Rome, 3 februari 2024 - Katholieke geestelijken moeten zich strikt houden aan de kerkelijke regels bij de viering van de sacramenten. Dat staat in de vandaag uitgebrachte nota Gestis verbisque van het Dicasterie voor de Geloofsleer (DDF), het pauselijke departement dat waakt over de zuiverheid van de christelijke doctrine.

“Het wijzigen van de vorm van een sacrament of de materie ervan is altijd een ernstig ongeoorloofde handeling en verdient een exemplarische straf, juist omdat zulke willekeurige gebaren ernstige schade kunnen toebrengen aan Gods gelovige volk”, schrijft de Argentijnse curiekardinaal Victor Fernández, de prefect van de DDF, in het document.

De tekst van Gestis verbisque (Latijn voor ‘Door gebaren en woorden’) werd goedgekeurd door de plenaire vergadering van het dicasterie en mocht met toestemming van paus Franciscus worden uitgevaardigd.

De nota gaat over ‘de geldigheid van de sacramenten’. De Katholieke Kerk leert dat er zeven sacramenten zijn: het doopsel, het vormsel, de eucharistie, boete en verzoening, de ziekenzalving, de ambtswijding en het huwelijk.

Prefect Fernández schrijft dat zijn dicasterie al verschillende keren twijfels over de geldigheid van sacramenten heeft moeten oplossen. De DDF moest soms een pijnlijk antwoord geven, “toen gelovigen waren beroofd van waarop ze recht hadden”. De kardinaal geeft de voorgeschreven doopformule ‘Ik doop u in de naam van de Vader en de Zoon en de Heilige Geest’ als voorbeeld. Wijzigingen zoals ‘In de naam van de Vader en de Moeder’ of ‘Wij dopen u’ maakten doopsels ongeldig.

Een dergelijk geval haalde twee jaar geleden de krantenkoppen in de Verenigde Staten.
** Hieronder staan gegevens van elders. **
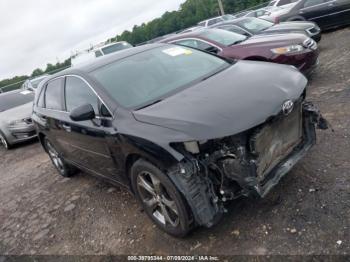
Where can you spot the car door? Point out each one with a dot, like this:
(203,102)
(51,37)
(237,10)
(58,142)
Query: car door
(86,142)
(51,112)
(321,12)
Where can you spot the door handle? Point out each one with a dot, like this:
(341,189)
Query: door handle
(67,127)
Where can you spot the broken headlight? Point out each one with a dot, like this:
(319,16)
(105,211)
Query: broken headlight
(193,147)
(288,49)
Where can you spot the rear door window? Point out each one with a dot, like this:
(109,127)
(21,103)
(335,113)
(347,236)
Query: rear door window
(53,94)
(41,100)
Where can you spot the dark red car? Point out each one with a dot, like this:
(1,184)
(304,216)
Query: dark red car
(292,49)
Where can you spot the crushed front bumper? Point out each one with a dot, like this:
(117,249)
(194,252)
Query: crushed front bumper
(20,133)
(231,172)
(254,187)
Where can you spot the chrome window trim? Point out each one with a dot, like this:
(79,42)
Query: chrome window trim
(86,82)
(346,10)
(197,39)
(324,3)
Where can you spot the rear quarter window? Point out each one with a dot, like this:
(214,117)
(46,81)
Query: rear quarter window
(53,94)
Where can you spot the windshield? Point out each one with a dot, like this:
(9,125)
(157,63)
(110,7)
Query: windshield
(147,77)
(254,25)
(115,48)
(14,99)
(223,37)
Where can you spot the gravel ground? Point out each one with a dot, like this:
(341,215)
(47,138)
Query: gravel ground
(307,213)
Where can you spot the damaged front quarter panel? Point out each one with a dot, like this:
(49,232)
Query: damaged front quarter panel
(228,168)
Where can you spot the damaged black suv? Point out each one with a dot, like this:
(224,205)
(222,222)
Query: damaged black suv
(184,130)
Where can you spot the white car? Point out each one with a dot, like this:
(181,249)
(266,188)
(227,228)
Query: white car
(99,51)
(215,20)
(277,3)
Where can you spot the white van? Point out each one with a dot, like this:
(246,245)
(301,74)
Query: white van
(99,51)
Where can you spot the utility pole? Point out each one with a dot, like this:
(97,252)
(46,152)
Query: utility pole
(221,7)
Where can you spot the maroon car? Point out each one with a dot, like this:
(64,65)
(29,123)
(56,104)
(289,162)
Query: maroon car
(292,49)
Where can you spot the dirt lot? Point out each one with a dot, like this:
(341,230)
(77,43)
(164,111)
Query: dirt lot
(307,213)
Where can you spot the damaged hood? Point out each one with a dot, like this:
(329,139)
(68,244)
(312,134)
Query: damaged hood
(237,99)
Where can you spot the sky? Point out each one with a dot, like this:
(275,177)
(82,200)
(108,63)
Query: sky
(36,32)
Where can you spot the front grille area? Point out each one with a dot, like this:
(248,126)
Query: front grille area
(310,43)
(23,135)
(276,140)
(313,30)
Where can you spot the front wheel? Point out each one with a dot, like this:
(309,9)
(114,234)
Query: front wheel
(4,142)
(63,168)
(161,200)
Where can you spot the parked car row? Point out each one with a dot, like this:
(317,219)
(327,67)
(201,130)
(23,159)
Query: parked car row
(326,13)
(292,49)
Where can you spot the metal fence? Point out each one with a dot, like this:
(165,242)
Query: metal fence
(18,85)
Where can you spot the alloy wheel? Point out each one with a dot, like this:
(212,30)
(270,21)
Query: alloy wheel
(3,141)
(56,159)
(156,199)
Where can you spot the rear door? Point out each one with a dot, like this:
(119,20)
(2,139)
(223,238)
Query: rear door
(320,11)
(86,142)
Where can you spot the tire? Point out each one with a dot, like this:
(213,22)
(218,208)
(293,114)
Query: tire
(4,142)
(161,200)
(62,167)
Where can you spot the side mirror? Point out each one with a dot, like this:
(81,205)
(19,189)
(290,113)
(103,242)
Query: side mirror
(82,113)
(212,49)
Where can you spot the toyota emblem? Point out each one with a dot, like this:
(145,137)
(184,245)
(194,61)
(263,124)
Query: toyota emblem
(287,107)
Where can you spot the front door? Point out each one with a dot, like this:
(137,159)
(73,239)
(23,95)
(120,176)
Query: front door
(86,142)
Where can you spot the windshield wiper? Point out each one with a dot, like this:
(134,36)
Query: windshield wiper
(150,104)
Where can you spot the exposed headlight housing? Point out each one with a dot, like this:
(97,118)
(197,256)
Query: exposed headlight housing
(287,49)
(192,147)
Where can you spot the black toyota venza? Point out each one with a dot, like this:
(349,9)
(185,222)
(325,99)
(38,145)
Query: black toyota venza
(184,130)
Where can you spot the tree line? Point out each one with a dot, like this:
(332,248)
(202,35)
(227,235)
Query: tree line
(189,14)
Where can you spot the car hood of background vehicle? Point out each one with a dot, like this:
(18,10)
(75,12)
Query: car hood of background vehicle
(296,25)
(274,39)
(17,113)
(237,99)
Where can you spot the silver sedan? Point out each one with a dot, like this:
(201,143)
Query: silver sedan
(15,117)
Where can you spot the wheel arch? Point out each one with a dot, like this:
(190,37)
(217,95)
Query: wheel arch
(41,137)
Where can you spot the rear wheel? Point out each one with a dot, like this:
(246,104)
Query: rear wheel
(4,142)
(160,199)
(63,168)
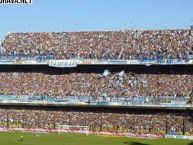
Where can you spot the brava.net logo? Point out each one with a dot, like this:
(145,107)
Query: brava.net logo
(15,1)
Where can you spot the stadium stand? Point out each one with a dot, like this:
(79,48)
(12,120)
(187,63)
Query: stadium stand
(155,87)
(131,44)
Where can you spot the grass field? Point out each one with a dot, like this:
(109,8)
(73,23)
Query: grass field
(77,139)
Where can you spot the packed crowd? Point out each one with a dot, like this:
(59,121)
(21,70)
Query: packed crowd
(99,121)
(129,44)
(116,84)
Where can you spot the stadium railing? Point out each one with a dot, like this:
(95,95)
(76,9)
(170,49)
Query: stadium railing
(105,101)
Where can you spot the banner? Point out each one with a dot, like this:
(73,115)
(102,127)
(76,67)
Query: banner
(63,63)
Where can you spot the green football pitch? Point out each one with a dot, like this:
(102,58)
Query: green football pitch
(78,139)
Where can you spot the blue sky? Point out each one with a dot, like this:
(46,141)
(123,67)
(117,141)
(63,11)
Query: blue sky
(93,15)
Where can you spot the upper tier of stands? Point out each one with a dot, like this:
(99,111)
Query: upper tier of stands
(130,44)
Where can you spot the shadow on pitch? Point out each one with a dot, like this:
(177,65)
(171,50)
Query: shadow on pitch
(137,143)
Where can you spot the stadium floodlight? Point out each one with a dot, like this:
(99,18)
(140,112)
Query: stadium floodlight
(73,129)
(106,73)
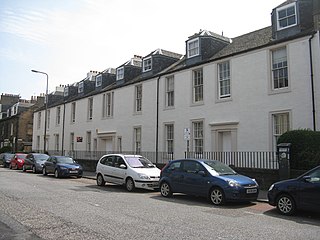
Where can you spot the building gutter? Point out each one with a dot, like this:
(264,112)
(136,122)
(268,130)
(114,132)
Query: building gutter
(312,85)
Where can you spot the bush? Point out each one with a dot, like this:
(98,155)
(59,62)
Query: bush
(305,148)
In de staat Arizona werd een priester ontslagen nadat aan het licht was gekomen dat hij twee decennia lang ‘Wij dopen u’ had gezegd in plaats van ‘Ik doop u’. De vele ongeldige doopsels die hij op die manier had verricht waren ongeldig verklaard; de gedupeerden werden uitgenodigd zich alsnog geldig te laten dopen.

Vele doopsels ongeldig in bisdom Phoenix (6-2-2022)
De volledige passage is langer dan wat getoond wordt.